From the 1970s to the 2000s, there were between two and seven extremism-related mass killings per decade, but that number jumped to 21 in the 2010s, the report found.
The trend has continued since then, with five extremist mass killings in 2021 and 2022, the same number as in the first decade of the new millennium.
The number of victims has also increased. Between 2010 and 2020, 164 people died in mass killings linked to ideological extremism, the report said.
That’s far more than in any decade except the 1990s, when a bombing of a federal building in Oklahoma City killed 168 people.
Extremist killings are carried out by those associated with extremist movements and ideologies.

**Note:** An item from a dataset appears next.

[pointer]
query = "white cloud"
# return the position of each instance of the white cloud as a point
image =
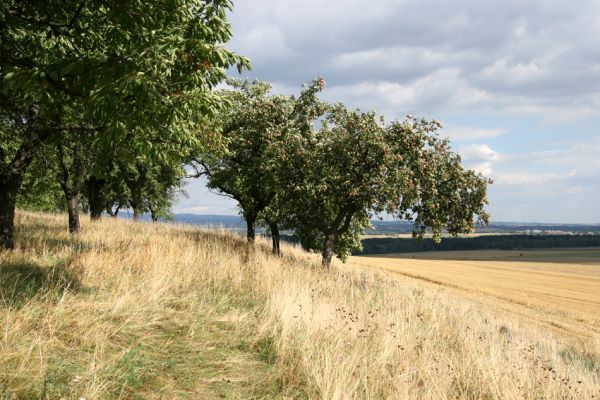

Several factors combined to drive this number up between 2010 and 2020. The rise of the Islamic State group has inspired the shootings, which have been followed by a handful of shootings against police officers and others linked to the growing violence driven by white supremacists, said Mark Pitcavage, a senior fellow at the ADL Center for Extremism explain.
The center tracks killings linked to various forms of extremism in the United States and compiles them into an annual report. It tracked 25 extremism-related killings last year, down from 33 the year before.
93% of killings in 2022 will be committed with firearms. The report also noted that no police officers were killed by extremists last year for the first time since 2011.
With the decline of the Islamic State group, the main near-term threat may be white supremacist shooters, the report found. Meanwhile, Oren Siegel, vice president of the Center on Extremism, said the rise in mass killing attempts is one of the most worrying trends in recent years.
“We cannot sit by and accept this as the new normal,” Siegel said. (Associated Press)
(This is an unedited and auto-generated story from a Syndicated News feed, the content body may not have been modified or edited by LatestLY staff)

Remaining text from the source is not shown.